When we got home, I kept rereading Lidewij's email. I fought back the urge to cry and break down in front of my laptop. 'The marks humans leave are too often scars' -soon- I thought. 'I love her. I am so lucky to love her, you don't get to choose if you get hurt in this world, but you do have some say in who hurts you. I like my choices. I hope she likes hers.' -really soon, Gus- It kept popping in my head like a mantra, -soon, soon, soon- When bed time came, I had trouble falling asleep. I kept seeing Augustus's face, his unlit cigarette, all the stuff he taught me, our memories, and our little infinity. When exhaustion finally took over me, I slept uneasily. Then I woke up due to a terrible headache and a really hard time breathing. "Mom! Dad!" I shouted with all the strength left in me. They surged into my room, panicking. "Michael!
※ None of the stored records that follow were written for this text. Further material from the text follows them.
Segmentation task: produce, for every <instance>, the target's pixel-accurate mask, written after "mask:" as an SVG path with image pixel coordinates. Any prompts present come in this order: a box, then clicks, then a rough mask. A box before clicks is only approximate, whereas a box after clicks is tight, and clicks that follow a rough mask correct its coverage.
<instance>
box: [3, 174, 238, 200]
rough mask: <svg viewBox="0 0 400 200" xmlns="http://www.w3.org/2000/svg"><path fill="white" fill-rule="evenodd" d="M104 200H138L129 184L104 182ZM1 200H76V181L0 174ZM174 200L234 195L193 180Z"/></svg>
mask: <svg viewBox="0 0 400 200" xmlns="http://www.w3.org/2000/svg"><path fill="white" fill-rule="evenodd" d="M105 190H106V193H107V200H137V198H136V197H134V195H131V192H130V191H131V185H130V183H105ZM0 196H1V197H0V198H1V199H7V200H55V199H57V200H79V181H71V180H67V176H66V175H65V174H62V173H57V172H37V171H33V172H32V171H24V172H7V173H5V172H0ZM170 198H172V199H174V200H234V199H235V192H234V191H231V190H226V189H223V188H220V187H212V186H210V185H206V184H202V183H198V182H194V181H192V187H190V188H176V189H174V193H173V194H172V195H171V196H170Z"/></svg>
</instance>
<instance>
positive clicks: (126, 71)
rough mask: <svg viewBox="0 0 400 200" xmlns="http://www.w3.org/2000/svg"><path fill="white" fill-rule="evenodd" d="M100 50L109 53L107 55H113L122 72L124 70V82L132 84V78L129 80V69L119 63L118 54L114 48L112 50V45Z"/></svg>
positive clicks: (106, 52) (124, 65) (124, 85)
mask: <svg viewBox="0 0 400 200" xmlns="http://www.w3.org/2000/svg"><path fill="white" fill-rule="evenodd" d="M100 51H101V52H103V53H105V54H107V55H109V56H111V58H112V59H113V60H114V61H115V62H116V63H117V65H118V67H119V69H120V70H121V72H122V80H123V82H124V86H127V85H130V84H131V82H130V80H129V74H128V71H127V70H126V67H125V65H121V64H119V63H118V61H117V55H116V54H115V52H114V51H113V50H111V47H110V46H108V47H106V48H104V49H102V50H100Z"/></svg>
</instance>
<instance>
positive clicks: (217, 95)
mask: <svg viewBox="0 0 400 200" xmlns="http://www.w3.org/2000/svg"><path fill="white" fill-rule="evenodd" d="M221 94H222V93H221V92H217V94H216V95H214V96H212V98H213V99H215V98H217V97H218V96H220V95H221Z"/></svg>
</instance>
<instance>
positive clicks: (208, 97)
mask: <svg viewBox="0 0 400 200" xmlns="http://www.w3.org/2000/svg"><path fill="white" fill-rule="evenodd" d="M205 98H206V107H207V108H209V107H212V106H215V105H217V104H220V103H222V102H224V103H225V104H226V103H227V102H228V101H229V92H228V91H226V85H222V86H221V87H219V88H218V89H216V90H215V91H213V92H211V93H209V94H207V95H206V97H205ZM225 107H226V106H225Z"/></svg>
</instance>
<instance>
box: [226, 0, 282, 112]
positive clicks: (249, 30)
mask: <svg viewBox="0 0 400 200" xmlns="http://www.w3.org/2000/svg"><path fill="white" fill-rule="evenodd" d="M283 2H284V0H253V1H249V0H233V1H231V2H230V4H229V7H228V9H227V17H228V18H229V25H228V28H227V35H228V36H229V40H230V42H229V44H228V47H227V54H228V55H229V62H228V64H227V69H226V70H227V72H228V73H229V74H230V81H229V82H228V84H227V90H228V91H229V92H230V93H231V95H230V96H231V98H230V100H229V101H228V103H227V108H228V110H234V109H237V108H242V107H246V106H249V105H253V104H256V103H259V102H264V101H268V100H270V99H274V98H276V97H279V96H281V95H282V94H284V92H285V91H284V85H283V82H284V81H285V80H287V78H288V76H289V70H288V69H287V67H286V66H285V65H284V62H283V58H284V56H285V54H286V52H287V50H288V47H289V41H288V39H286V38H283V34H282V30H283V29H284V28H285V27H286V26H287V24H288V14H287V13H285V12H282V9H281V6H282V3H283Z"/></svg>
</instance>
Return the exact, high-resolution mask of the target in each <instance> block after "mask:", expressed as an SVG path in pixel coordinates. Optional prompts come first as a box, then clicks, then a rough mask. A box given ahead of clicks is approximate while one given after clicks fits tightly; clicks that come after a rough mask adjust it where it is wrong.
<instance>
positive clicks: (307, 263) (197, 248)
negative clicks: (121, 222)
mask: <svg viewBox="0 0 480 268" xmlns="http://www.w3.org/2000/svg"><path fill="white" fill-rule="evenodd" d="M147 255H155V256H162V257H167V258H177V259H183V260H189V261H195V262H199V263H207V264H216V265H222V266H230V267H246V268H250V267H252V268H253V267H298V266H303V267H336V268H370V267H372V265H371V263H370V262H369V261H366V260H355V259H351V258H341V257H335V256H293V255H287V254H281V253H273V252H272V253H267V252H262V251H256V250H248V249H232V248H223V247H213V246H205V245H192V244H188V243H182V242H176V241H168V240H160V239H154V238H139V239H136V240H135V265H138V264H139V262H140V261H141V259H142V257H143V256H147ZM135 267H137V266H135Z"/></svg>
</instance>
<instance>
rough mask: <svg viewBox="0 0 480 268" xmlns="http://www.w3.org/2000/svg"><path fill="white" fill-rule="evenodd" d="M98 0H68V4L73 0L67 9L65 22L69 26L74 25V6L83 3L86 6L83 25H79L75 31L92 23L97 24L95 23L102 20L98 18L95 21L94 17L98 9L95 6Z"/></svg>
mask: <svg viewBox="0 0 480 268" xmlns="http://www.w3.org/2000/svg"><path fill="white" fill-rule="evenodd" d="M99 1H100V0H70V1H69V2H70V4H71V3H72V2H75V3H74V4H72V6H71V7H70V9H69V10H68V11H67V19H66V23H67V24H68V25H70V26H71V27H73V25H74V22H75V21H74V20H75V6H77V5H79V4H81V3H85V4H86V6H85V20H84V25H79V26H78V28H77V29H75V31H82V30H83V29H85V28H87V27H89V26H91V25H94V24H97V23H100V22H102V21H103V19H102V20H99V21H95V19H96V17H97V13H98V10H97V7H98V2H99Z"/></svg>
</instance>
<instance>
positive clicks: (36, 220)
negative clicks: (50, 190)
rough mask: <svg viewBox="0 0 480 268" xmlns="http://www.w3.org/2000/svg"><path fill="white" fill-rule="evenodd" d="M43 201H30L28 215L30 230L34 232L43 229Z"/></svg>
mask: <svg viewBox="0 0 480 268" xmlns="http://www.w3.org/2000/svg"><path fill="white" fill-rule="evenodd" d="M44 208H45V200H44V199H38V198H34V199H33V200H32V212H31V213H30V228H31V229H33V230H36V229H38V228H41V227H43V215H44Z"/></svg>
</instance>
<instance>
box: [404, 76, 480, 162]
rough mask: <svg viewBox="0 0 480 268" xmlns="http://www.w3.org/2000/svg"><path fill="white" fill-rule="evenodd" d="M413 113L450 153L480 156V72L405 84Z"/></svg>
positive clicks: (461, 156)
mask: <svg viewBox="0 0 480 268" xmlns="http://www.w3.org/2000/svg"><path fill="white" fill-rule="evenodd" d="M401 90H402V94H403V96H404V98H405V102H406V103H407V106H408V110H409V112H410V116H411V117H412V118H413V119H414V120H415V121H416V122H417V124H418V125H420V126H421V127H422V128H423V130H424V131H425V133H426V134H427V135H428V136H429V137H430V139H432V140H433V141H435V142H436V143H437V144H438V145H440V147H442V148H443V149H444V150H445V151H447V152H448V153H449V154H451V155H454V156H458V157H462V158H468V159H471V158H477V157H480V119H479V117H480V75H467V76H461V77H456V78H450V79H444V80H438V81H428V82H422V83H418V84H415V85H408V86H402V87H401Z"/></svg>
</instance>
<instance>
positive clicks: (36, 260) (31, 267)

Call 911!" My mom said as my dad hastily took the phone.

"No, mom." I said as I took a deep, painful breath.

"Hazel, you're in pain! We have to get you to the hospital!" Said my dad as he dialed the number.

"No, dad. It's time." I said.

"Oh, Hazel." Said my mom, her eyes are filling up with tears, and then suddenly she was crying, along with my dad.

"I've fought this long enough. I can't keep living like this anymore, you have to set me free." I said, as my breathing got harsher and louder.

"We're sorry. We just couldn't live without you, it's just gonna be so different..." Said my mom.

"I know," I said. "But we all know I'll never truly leave, I'll always be right here."

"Where?" They said in unison.

I pointed at their hearts. "Right there." I said, then smiled at them, unintentionally making them cry more.

"I love you, Hazel." Said my dad.

"And I love you, dad. I love you too, mom." I said with a rough voice.

I was about to say more, when a blinding light appeared in front of me. And within a split second, he was there, Augustus Waters, Gus, MY Gus, the star crossed love of my life. He never looked better. He looks alive and well, his prosthetic leg gone. He's now perfectly healthy.

"Hello, Hazel Grace. I've missed you so much" he said. With the endearing voice I've always loved.

"Oh, Gus. I've missed you so much too." I said as I burst into tears. I realized that breathing's getting easier.

"Are you ready?" He said.

"Yes." I replied.

"We'll never be separated again. Together forever, Hazel Grace. Okay?" He said as he outstretched his hand, waiting for mine.

"Okay." I said as I took his hand, and let everything go.